In response to my column a couple weeks ago entitled "Be a Man" (which was re-named "Turning fire-belching dragons into Knights," ug) - I received the following email from a reader who simply signed himself "A man." For the life of me I can't figure out if it's a snark or not. Regardless, here it is. You decide.
Dear Mrs. Lewis,
While I appreciate that you regard the distinction between men and women as real and innate, I must tell you that I am sick to death of being told that men are innately animals and that women are innately of a higher order of being. It seems that you have taken the old rhyme about sugar and spice vs. snips and snails to heart and made a religion out of it. You and other "traditional" women seem to believe that women are owed, by their very nature, "manners and respect", and "a proper courtship and marriage". Why? What does a woman do for me? Why do I owe her anything?
I want to tell you of an experience that I had. A number of years ago I conducted a little informal survey among my coworkers. I asked both men and women the same question: "I understand what a woman get out of marriage--she gets security, support, a place to raise her kids... but what does a man get out of marriage?" Without an exception that I can remember, the women all answered "sex" and the men all shrugged their shoulders and said "I don't know". You should know that if men were only honest there is hardly a man alive who believes that he's getting enough "sex" to make marriage worth it. The reason he's (still) married is because--and ONLY because--he loves his wife and feels a responsibility for her.
You've got it all wrong. It is precisely women's "second-class status" as you call it that make men into gentlemen. You need to understand that a man's nature is to OWN things. The things that he owns he cherishes, protects, cares for, and, most of all, loves. Have you ever watched a man lovingly waxing his new car? Things that he doesn't own, he disregards; even destroys. The unwillingness of women to accept a man's offers of help, seats, opening doors, etc. is merely symptomatic of modern women's larger unwillingness to be owned.

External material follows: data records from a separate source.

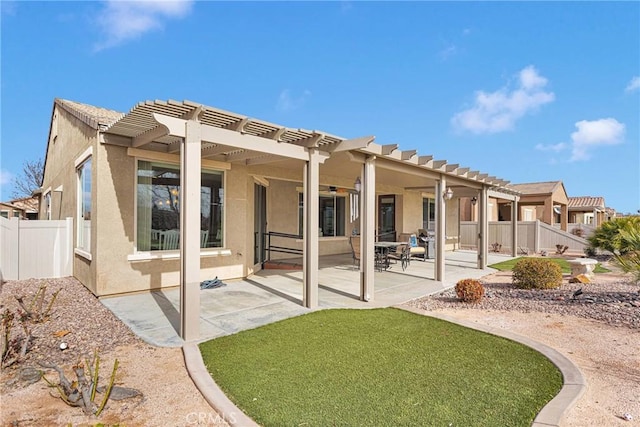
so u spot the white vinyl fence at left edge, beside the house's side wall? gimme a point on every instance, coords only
(35, 249)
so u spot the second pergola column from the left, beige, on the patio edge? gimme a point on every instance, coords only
(311, 225)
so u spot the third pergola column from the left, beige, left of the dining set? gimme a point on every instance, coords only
(368, 229)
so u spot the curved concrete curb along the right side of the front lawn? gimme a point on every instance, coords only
(573, 382)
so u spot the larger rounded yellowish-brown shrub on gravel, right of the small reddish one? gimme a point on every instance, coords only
(536, 273)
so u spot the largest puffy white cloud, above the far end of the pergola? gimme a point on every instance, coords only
(498, 111)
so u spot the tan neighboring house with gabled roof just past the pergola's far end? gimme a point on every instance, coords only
(544, 201)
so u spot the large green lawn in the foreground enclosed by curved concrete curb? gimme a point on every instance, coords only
(379, 367)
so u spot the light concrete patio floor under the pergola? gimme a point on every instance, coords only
(272, 295)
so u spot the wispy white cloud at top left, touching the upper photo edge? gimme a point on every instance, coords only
(122, 21)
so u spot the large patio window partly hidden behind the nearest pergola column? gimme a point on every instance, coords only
(159, 207)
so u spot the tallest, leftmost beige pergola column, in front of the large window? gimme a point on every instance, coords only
(190, 182)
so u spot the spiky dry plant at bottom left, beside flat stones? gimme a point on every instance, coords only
(82, 391)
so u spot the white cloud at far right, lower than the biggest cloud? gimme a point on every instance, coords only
(595, 133)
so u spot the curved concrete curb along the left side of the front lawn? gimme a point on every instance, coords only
(210, 390)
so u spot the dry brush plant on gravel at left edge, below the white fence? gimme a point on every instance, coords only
(14, 346)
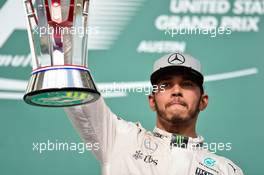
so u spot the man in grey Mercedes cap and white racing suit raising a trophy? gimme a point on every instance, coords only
(173, 148)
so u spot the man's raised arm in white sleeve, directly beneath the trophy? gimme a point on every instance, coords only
(96, 124)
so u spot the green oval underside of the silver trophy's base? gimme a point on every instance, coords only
(60, 98)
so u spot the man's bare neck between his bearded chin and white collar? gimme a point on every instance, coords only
(181, 128)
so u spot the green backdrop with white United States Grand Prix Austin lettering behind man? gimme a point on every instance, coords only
(128, 37)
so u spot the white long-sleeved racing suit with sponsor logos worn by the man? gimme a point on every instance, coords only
(126, 148)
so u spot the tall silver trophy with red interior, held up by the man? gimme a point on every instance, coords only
(57, 32)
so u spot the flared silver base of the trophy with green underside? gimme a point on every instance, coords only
(61, 87)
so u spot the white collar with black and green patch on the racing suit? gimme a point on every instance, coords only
(176, 140)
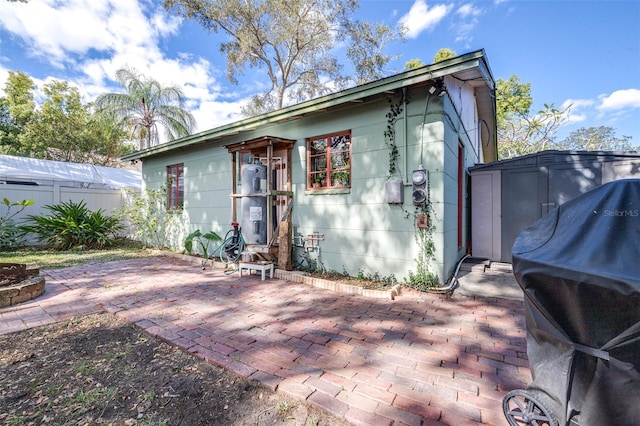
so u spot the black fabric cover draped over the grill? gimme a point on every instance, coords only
(579, 268)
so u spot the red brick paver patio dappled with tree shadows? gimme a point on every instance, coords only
(419, 359)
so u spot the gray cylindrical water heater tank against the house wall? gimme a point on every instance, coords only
(253, 209)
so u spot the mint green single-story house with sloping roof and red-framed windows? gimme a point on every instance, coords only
(357, 174)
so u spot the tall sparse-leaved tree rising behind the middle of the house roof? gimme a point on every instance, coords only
(293, 41)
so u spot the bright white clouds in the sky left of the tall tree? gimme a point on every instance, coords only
(89, 40)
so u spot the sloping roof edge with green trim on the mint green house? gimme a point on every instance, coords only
(472, 68)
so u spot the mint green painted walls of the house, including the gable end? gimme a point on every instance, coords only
(362, 231)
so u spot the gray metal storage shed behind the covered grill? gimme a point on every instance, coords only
(509, 195)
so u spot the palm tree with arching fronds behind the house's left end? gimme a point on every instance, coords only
(145, 105)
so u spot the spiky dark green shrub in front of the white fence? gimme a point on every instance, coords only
(73, 225)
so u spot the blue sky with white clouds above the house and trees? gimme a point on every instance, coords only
(580, 53)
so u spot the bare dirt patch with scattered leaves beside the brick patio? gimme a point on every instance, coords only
(99, 369)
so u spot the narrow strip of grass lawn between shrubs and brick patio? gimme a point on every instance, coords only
(38, 257)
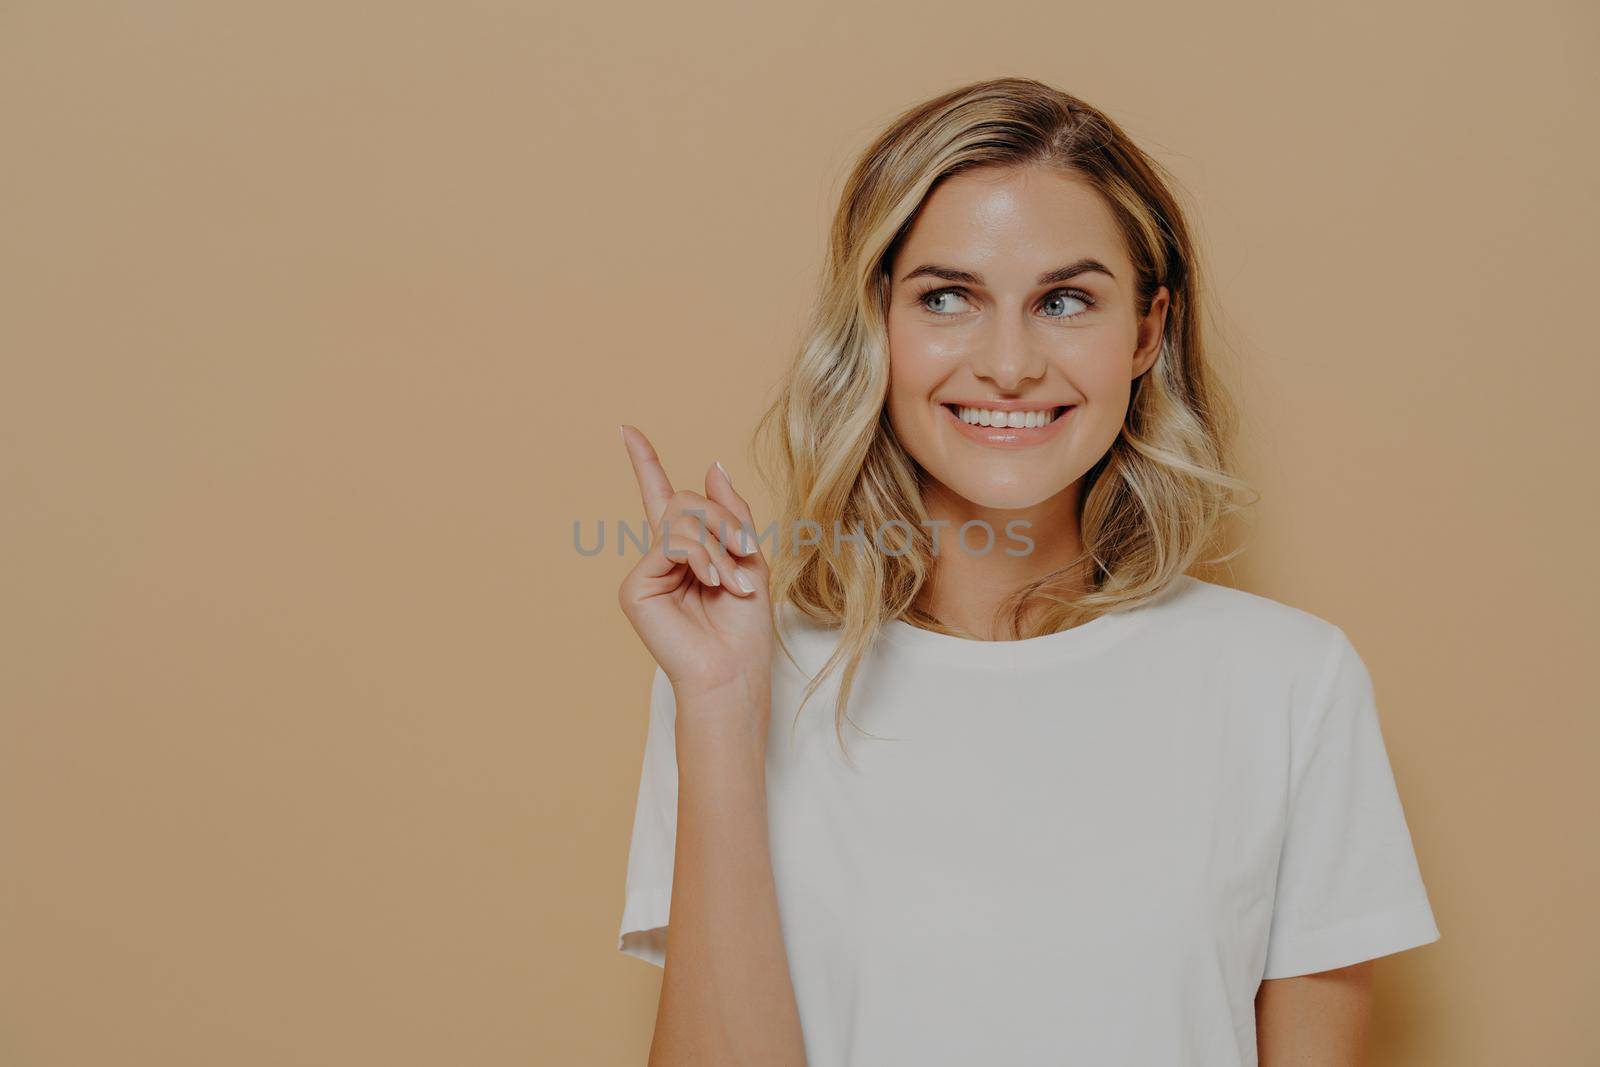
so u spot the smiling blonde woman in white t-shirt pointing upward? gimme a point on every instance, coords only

This is most destructive in a relationship between a couple. If she sends signals that "I'm your equal", "I'm just as capable as you are", "I don't need your help", he will treat her as one of the guys. She doesn't need me, she's nothing special. If, however, she sends signals that "I need you to take care of me, I need you to protect me, I need you to provide for me and our family", he will be there in an instant and he will stay as long as that need is felt. Just as a woman's core instinct is to nurture, a man's core instinct is to protect and provide. When that instinct isn't met, he loses interest.
Mrs. Lewis, a male will be a man when he isn't told to shove off, when he isn't denigrated as an inferior order of being, and when he isn't told that he shouldn't view himself in the provider, protector role.